Altında esen rüzgar ve hiçbir yerine değmeyen güneş... Gerçekten iyiydi.

Çimenlere doğru oturmuştum. Yoldan geçen bir kaç öğrencinin itici bakışlarına maruz kalsam bile burasını sevmiştim.

Gözlerimi şaşı yapıp etrafa bakındım. Garip bir şeyler yoktu. Yani gizli çiftlerin kenar köşede çiftleşme seremonisini saymazsam...

Ilık rüzgar cidden en iyisi.~Kusuo

Göz kapaklarım daha fazla direnemediği için zorlamamıştım. Azıcık kestirmenin kime ne zararı olur ki?



Garip, karanlık bir yerdi burası. Yerimde biraz ilerlediğimde  sıra sıra polislerin dizildiğini gördüm. Ellerindeki silahları; köşeye sıkışmış gence doğru  tutuyorlardı. Genç ise pişkin pişkin sırıtıyordu.

Bir polise yaklaştığımda elinde bir defter olduğunu gördüm. Sıkıca tutuyordu. Neredeyse defter bükülecek, sayfaları zarar görecekti.



Gözlerimi açtığım an ayağa kalkmıştım. Sanırım sorun o defterdi ve burada uyandıysam eğer... O defter buralarda bir yerlerde olmalıydı.

Güçlerimi kullanıp etrafı gezmek isterdim ama bu mümkün değildi. İlgi çekmemem gerekiyordu. Ama koşabilirdim. Değil mi?

Yavaş bir tempoda okulun etrafında koşmaya başladım. Aynı zamanda da etrafta defter var mı diye inceliyordum.

Arkamda pat diye ses duyunca durmuştum. Arkama dönmüş ve yere bakmıştım.

Death Note

Ölüm defteri mi? Vay canına.

Yerden aldım ve yandaki banka, sırtım okula dönük bir şekilde oturdum. İlk sayfasında beyaz kalemle yazılmış yazılar vardı. Defterin sayfası ise siyahtı.

Kullanma talimatı gibi bir şeydi. İnsanın ismini yazdığınız andan itibaren kırk saniye içinde ölmesi hakkında şeyler yazıyordu.

İlginçmiş.~Kusuo

Bununla işim olmadığı için daha fazla bakmamıştım içine.

Yerimden kalkmış ve okuldan çıkmıştım. Yol boyu yürümüştüm. Gidecek bir yerim yoktu. Varsa bile ben bilmiyorum. Issız bir yerlere gelene kadar sağ sol yapmıştım. Sonunda ıssız bir yere geldiğimde kendimi havalandırmıştım. Sanki havada yatak varmış gibi havaya yatıyordum.

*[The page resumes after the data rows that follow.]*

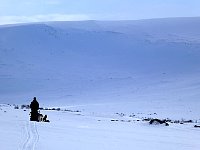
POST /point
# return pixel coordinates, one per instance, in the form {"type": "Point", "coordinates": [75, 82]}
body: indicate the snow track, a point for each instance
{"type": "Point", "coordinates": [32, 136]}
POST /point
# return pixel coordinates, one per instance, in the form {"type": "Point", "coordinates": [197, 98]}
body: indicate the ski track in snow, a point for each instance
{"type": "Point", "coordinates": [32, 136]}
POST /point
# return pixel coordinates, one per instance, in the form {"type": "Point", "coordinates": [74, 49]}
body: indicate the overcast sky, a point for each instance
{"type": "Point", "coordinates": [20, 11]}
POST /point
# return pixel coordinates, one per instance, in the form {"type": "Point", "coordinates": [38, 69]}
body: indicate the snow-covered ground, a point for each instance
{"type": "Point", "coordinates": [143, 69]}
{"type": "Point", "coordinates": [81, 130]}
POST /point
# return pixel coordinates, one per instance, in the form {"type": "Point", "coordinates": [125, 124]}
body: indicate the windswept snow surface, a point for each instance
{"type": "Point", "coordinates": [82, 131]}
{"type": "Point", "coordinates": [102, 68]}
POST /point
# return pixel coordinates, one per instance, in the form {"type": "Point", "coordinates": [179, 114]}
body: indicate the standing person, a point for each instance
{"type": "Point", "coordinates": [34, 110]}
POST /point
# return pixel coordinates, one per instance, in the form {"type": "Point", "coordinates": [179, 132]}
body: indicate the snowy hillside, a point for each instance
{"type": "Point", "coordinates": [106, 80]}
{"type": "Point", "coordinates": [136, 63]}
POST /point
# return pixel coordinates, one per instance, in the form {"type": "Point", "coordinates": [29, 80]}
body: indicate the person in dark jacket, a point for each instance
{"type": "Point", "coordinates": [34, 110]}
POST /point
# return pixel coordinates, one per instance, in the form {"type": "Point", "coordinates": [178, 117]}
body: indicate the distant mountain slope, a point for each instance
{"type": "Point", "coordinates": [94, 61]}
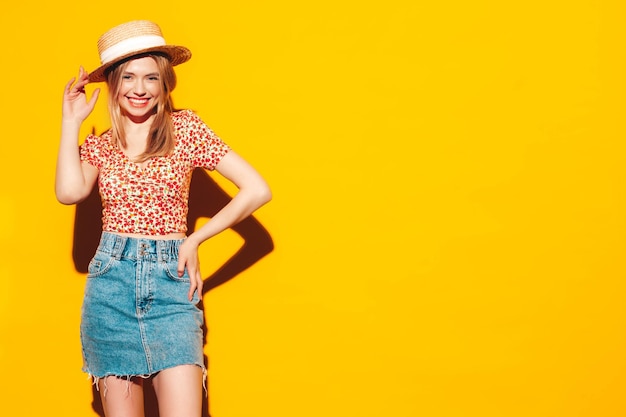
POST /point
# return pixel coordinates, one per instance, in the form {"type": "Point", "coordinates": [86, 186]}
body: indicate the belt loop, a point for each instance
{"type": "Point", "coordinates": [118, 246]}
{"type": "Point", "coordinates": [161, 251]}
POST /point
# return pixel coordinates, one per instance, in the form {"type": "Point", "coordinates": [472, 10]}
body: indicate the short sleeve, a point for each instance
{"type": "Point", "coordinates": [92, 152]}
{"type": "Point", "coordinates": [206, 148]}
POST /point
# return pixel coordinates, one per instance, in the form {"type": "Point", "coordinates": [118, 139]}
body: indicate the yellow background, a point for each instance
{"type": "Point", "coordinates": [448, 213]}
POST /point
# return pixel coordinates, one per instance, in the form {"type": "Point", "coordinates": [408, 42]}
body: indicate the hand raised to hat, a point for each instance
{"type": "Point", "coordinates": [76, 107]}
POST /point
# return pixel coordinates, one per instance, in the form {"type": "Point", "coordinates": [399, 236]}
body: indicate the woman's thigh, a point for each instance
{"type": "Point", "coordinates": [121, 396]}
{"type": "Point", "coordinates": [179, 391]}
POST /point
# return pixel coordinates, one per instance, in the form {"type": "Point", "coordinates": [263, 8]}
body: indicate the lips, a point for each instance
{"type": "Point", "coordinates": [138, 102]}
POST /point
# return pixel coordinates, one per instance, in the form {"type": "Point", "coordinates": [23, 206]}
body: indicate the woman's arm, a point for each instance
{"type": "Point", "coordinates": [74, 179]}
{"type": "Point", "coordinates": [253, 193]}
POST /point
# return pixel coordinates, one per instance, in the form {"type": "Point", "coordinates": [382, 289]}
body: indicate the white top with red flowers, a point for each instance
{"type": "Point", "coordinates": [152, 200]}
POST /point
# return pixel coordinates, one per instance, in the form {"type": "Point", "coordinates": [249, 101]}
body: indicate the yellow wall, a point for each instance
{"type": "Point", "coordinates": [448, 214]}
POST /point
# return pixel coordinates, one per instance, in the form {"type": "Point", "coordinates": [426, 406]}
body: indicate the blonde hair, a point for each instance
{"type": "Point", "coordinates": [161, 139]}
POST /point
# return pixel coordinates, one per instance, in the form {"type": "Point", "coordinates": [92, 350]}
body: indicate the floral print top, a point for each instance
{"type": "Point", "coordinates": [152, 200]}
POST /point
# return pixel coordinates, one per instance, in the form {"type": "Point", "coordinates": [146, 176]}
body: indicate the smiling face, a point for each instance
{"type": "Point", "coordinates": [140, 89]}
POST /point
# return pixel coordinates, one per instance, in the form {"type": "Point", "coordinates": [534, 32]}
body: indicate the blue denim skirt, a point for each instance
{"type": "Point", "coordinates": [136, 319]}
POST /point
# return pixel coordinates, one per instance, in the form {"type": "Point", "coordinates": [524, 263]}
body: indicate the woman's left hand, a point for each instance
{"type": "Point", "coordinates": [188, 258]}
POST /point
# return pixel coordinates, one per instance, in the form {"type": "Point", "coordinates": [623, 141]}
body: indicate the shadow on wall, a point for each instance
{"type": "Point", "coordinates": [205, 199]}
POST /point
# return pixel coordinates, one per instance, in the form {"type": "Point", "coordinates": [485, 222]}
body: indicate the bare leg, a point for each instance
{"type": "Point", "coordinates": [121, 397]}
{"type": "Point", "coordinates": [179, 391]}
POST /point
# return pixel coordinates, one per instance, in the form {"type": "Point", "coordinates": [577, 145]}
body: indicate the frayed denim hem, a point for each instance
{"type": "Point", "coordinates": [96, 379]}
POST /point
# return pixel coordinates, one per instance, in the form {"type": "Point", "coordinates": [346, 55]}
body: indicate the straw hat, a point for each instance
{"type": "Point", "coordinates": [134, 38]}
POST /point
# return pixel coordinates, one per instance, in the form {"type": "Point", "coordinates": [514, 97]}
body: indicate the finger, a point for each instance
{"type": "Point", "coordinates": [68, 86]}
{"type": "Point", "coordinates": [181, 267]}
{"type": "Point", "coordinates": [200, 285]}
{"type": "Point", "coordinates": [94, 98]}
{"type": "Point", "coordinates": [192, 288]}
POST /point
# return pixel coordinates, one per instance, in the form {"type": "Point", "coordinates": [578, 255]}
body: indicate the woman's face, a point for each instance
{"type": "Point", "coordinates": [140, 89]}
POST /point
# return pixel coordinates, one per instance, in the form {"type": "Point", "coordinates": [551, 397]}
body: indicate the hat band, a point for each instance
{"type": "Point", "coordinates": [129, 45]}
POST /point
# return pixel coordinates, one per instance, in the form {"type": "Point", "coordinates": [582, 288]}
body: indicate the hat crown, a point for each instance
{"type": "Point", "coordinates": [134, 38]}
{"type": "Point", "coordinates": [129, 30]}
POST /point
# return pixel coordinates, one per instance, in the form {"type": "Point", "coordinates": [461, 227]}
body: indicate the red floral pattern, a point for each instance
{"type": "Point", "coordinates": [152, 200]}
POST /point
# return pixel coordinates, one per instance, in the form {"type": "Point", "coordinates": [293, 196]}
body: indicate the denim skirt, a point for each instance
{"type": "Point", "coordinates": [136, 319]}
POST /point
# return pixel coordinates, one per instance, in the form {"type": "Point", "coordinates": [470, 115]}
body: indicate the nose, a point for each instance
{"type": "Point", "coordinates": [139, 89]}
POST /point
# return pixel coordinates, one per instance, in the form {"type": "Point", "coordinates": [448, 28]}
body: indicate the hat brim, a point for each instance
{"type": "Point", "coordinates": [176, 54]}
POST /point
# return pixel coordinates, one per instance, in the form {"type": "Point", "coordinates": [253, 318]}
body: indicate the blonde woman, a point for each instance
{"type": "Point", "coordinates": [140, 316]}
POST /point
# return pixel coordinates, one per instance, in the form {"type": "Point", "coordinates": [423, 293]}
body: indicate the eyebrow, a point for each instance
{"type": "Point", "coordinates": [152, 74]}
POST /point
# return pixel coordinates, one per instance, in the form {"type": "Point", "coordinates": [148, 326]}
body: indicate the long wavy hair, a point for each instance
{"type": "Point", "coordinates": [161, 139]}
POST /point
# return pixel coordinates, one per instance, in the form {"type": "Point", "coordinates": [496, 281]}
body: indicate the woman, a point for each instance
{"type": "Point", "coordinates": [140, 317]}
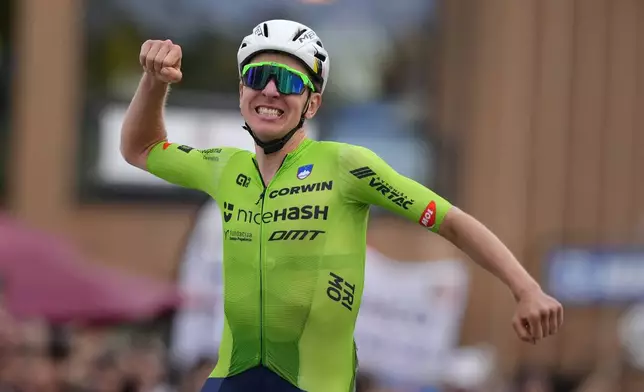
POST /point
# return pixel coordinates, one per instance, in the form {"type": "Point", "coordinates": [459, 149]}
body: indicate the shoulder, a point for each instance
{"type": "Point", "coordinates": [340, 150]}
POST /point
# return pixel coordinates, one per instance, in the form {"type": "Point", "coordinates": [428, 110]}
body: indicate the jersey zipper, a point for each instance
{"type": "Point", "coordinates": [265, 187]}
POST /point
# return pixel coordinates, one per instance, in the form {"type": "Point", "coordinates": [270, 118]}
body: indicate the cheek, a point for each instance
{"type": "Point", "coordinates": [296, 104]}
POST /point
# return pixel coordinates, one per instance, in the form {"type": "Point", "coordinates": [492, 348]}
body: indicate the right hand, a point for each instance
{"type": "Point", "coordinates": [162, 60]}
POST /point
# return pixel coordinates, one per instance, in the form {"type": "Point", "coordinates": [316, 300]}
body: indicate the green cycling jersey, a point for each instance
{"type": "Point", "coordinates": [294, 251]}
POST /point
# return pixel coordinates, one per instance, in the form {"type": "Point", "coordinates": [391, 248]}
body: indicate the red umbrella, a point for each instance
{"type": "Point", "coordinates": [45, 278]}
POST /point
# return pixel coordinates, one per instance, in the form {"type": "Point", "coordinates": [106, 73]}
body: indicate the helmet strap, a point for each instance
{"type": "Point", "coordinates": [275, 145]}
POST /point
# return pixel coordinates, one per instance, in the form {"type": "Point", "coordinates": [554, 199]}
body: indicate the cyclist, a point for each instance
{"type": "Point", "coordinates": [295, 217]}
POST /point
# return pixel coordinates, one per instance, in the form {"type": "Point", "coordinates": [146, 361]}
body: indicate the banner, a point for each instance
{"type": "Point", "coordinates": [410, 316]}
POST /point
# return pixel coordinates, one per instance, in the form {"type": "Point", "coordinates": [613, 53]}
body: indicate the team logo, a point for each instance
{"type": "Point", "coordinates": [304, 171]}
{"type": "Point", "coordinates": [428, 218]}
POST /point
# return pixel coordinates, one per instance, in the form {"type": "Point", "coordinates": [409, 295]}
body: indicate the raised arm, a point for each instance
{"type": "Point", "coordinates": [143, 126]}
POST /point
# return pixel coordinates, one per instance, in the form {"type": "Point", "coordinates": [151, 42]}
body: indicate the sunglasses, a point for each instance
{"type": "Point", "coordinates": [288, 80]}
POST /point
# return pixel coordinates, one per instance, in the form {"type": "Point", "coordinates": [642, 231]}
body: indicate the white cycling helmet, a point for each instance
{"type": "Point", "coordinates": [288, 37]}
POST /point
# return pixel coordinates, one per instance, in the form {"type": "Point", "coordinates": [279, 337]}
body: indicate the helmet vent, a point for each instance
{"type": "Point", "coordinates": [299, 34]}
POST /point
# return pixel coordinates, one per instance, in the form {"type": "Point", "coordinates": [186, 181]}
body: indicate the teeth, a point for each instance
{"type": "Point", "coordinates": [269, 111]}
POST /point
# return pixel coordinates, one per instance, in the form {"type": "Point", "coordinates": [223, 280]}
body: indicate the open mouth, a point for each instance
{"type": "Point", "coordinates": [269, 112]}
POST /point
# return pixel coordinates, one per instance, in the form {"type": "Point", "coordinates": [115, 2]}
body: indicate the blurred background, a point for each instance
{"type": "Point", "coordinates": [526, 114]}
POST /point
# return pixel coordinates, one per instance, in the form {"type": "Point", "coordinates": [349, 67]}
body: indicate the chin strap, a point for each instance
{"type": "Point", "coordinates": [275, 145]}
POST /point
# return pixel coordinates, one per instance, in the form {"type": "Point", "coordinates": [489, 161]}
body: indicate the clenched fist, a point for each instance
{"type": "Point", "coordinates": [162, 59]}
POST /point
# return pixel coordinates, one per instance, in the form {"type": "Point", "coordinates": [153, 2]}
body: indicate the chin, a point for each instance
{"type": "Point", "coordinates": [266, 132]}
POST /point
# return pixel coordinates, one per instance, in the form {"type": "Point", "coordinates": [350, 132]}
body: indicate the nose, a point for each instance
{"type": "Point", "coordinates": [271, 89]}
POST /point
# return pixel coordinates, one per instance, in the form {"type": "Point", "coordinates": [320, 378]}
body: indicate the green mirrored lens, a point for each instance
{"type": "Point", "coordinates": [287, 80]}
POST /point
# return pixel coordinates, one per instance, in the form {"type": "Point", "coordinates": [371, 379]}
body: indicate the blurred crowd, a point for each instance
{"type": "Point", "coordinates": [35, 356]}
{"type": "Point", "coordinates": [38, 357]}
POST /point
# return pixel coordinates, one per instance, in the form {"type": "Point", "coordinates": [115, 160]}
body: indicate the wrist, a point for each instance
{"type": "Point", "coordinates": [523, 290]}
{"type": "Point", "coordinates": [153, 84]}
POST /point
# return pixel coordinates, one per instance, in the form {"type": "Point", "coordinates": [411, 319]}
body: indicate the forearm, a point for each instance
{"type": "Point", "coordinates": [143, 125]}
{"type": "Point", "coordinates": [484, 248]}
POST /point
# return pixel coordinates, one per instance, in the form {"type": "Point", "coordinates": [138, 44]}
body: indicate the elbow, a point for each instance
{"type": "Point", "coordinates": [128, 154]}
{"type": "Point", "coordinates": [134, 155]}
{"type": "Point", "coordinates": [453, 225]}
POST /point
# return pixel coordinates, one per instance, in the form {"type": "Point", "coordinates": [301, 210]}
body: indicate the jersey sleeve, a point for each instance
{"type": "Point", "coordinates": [188, 167]}
{"type": "Point", "coordinates": [369, 179]}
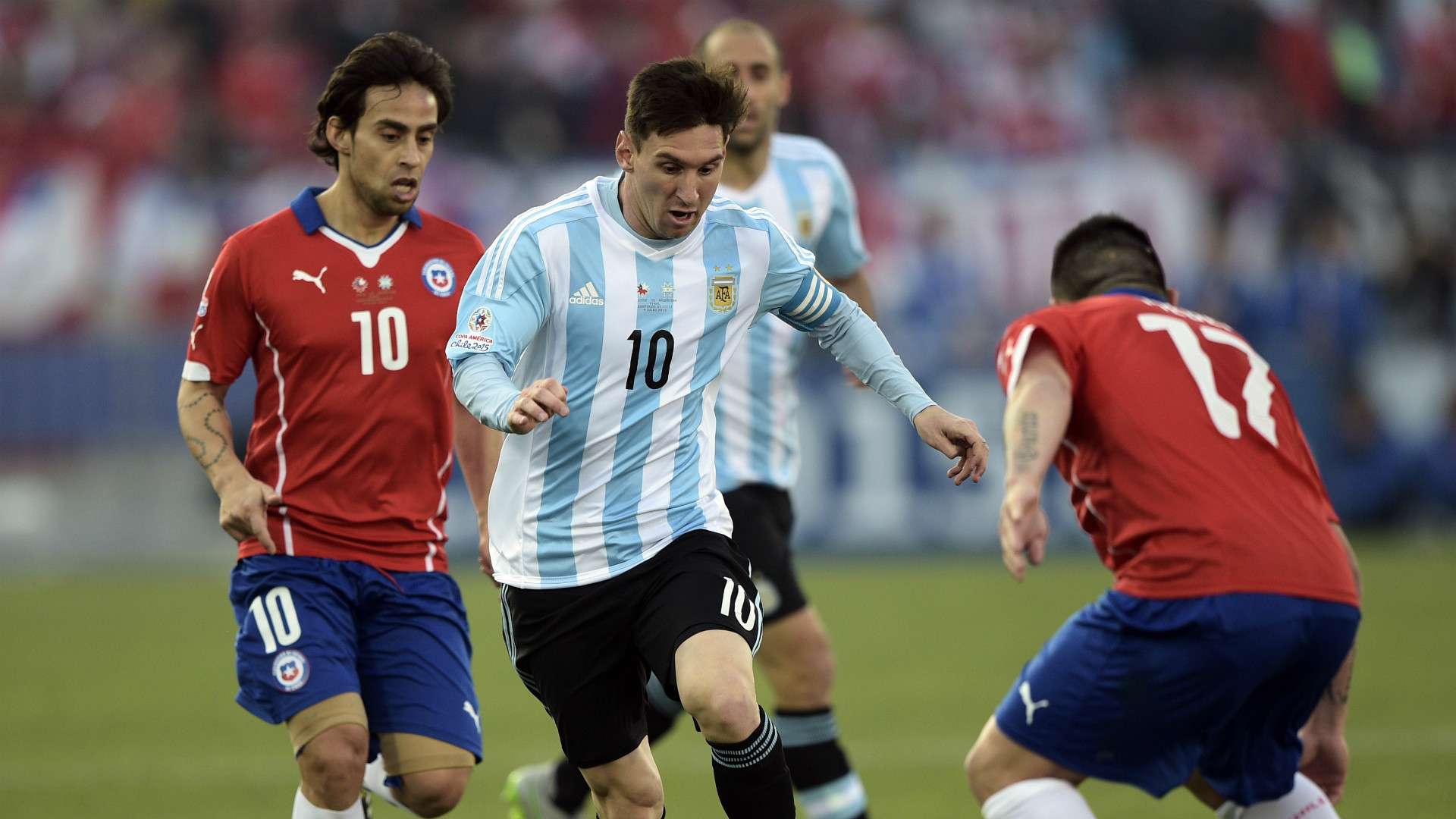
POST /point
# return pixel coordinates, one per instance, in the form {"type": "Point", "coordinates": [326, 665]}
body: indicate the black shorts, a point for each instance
{"type": "Point", "coordinates": [762, 522]}
{"type": "Point", "coordinates": [585, 651]}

Her ne kadar beni ilgilendirmese de meraklanmıştım. Defteri biraz incelemiştim. Bu defter büyük ihtimalle ölüm meleğine aitti ama burada neden duruyordu ki? Neden sahipsiz bırakmıştı bu defteri? Dünyada bir sürü kötü olduğunu bilmiyor muydu?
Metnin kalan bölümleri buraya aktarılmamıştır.